Indiferença no Paraguai
A gente não viu ainda nenhum veículo, nem comentários no hotel ou no país sobre o assunto. Como eu disse, procurei me informar se era uma lei ou um crime. Eu sei que tem uma fala do presidente falando em prevenir, em tentar inserir, principalmente a pessoa de cor diferente, de raça, na sociedade paraguaia, mas só em prevenir. Não se fala em nenhuma sanção forte ou em crime, como é no Brasil, então aqui hoje não teve nenhuma repercussão pelos meios, a não ser a carta da Conmebol respondendo no próprio site.

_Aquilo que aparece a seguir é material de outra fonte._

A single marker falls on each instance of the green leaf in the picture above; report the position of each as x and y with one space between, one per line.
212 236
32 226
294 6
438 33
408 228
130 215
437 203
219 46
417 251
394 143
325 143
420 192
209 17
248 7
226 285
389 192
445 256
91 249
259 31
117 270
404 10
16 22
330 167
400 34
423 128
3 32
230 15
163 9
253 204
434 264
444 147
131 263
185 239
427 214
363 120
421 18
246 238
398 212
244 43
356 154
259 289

Palmeiras Cobra CBF e Conmebol
Nossa presidente, Leila Pereira, ontem ligou para o presidente da CBF, ligou para o presidente da Conmebol, ela ficou muito revoltada ontem. Qualquer tipo de discriminação, independente do racismo, ela é muito ruim. A presidente, por ser mulher, ela já passa por isso também em algumas situações, eu já passei por isso. Quando eu cheguei em São Paulo, sou nordestino e tive aquele primeiro olhar de diferença. “Será que ele vai conseguir aqui?” O que aconteceu com o Vini quando ele chegou também lá. Só que você vai ganhando prestígio na área profissional e sua voz vai tendo mais força para você conseguir combater qualquer tipo de discriminação.
Ação da Família de Luighi
Ligaram para os pais de Luighi, para o pai e para a mãe. A mãe estava bem chocada, chorando, mas falaram com os pais de Luighi, mas estão cobrando tanto da Conmebol como da CBF a punição ou a atitude mais firme. Mas isso ontem à noite, a diretoria toda do Palmeiras foi bem presente para que a gente primeiro acolhesse o atleta e a família dele, mas depois cobrasse as autoridades responsáveis.

Meninos mais Fortes
Fiquem com a certeza de que isso nos deu mais força na oração deles ontem. Isso é o que eu falei, eles não vencerão, os racistas não vencerão, porque do outro lado tem pessoas que irão ser resistentes e mais fortes do que eles. E os meninos ontem, foi de emocionar a oração, a gente agora vai com tudo. Já estamos classificados para semifinal e com mais força para ir em busca desse título para o Palmeiras e para o Brasil. Mas, acima de tudo, esperando que tenha uma punição severa aos culpados”.